To address the vulnerabilities experienced due to dependent food economy and conventional agriculture, Kerala is in the making of a transition towards self-reliant and sustainable agri-food systems, especially in the case of vegetables. Adoption of food system localization and agroecological practices have become an agenda of the government and R&D. In order to facilitate this, the Vegetable Development Program (started in 2012) of the state government of Kerala explores every possible space for safe-to-eat food production that includes schools, government institutions, backyards and on rooftops of both rural and urban areas. The rural-urban continuum, high population density, and space constraints made it inevitable to consider food production in the urban setting as well. This is mainly carried out through the promotion of home-based nutrition gardens and also by providing portable composting units and/or biogas units to recycle the biodegradable kitchen wastes so as to use for vegetable gardening. Both the government and social actors play key roles to develop new technologies and practices for vegetable cultivation. New and improved technologies and methods of vegetable cultivation in the backyards and rooftops of rural and urban premises have received a place in the government policy as well as in the R &D agenda of Kerala. The main emphasis of both the actors is to develop solutions to overcome the spatial constraints of Kerala and to adopt agroecological methods of cultivation.
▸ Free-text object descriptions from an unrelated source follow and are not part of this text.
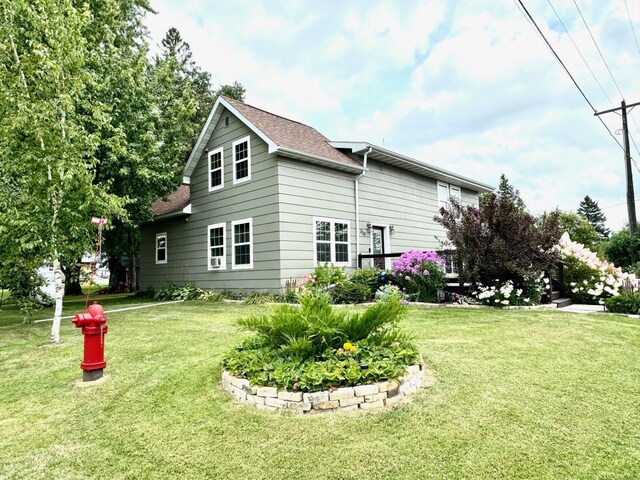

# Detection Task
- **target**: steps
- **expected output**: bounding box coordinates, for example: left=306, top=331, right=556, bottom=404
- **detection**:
left=553, top=298, right=573, bottom=308
left=550, top=290, right=573, bottom=308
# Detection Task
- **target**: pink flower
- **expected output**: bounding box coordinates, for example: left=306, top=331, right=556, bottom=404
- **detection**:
left=422, top=270, right=430, bottom=276
left=404, top=275, right=411, bottom=281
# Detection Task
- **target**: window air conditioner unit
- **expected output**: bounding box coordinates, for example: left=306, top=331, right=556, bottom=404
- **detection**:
left=210, top=257, right=222, bottom=269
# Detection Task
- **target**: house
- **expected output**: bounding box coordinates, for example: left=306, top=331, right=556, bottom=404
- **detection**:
left=140, top=96, right=494, bottom=292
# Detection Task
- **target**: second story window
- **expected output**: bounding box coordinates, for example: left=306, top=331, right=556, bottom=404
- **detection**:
left=208, top=147, right=224, bottom=191
left=438, top=182, right=461, bottom=211
left=233, top=136, right=251, bottom=184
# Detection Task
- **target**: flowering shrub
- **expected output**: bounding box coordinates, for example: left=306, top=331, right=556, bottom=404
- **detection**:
left=473, top=276, right=545, bottom=307
left=559, top=233, right=638, bottom=304
left=390, top=250, right=446, bottom=302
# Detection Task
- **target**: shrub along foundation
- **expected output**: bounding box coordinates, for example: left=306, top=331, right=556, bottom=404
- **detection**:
left=221, top=363, right=426, bottom=413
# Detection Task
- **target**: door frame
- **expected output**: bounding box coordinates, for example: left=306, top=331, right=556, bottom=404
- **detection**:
left=369, top=222, right=391, bottom=270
The government subsidy schemes facilitate diffusion of grow-bags (with vegetable saplings) and protected cultivation technologies (polyhouse/greenhouse and rain shelter) amongst the rural and urban residents, along with drip-irrigation units for water conservation.
The bottom-up actions from the social actors take a complementary approach. Social media, particularly facebook (FB), has become a platform for the enactment of these activities. Interested people started different groups on facebook which aimed to promote different aspects of food system localization and agroecology including grassroots innovations. These groups are operated in Malayalam, the vernacular language of Kerala and the group member comprises of Keralites living in different parts of the globe. The objectives of these groups includes promotion of kitchen gardening, promotion of commercial farming adopting organic and agroecological practices, marketing of organically grown produce etc. Some of the activities prominent in these Facebook groups include sharing of seeds of local and traditional crops, conducting annual kitchen garden competitions, providing platform for sales of home-grown surplus produce, annual meets to further strengthening their activities etc. Apart from adopting some of these technologies (and also while rejecting some), they develop their own methods and technologies which are shared to each other through these facebook groups and thereby reinforce the government intervention by filling the gaps.
The ongoing transitions in the agri-food system of Kerala are entrusted upon extending food production from farms to gardens and replacing hazardous chemicals with locally available or locally developed measures. In this way, food production is becoming a routine of many of the households, schools, and government and private institutions. This does not only enhance the resilience of the entire locality to withstand the externalities of a dependent food economy but also helps to strengthen the local level production for local level consumption.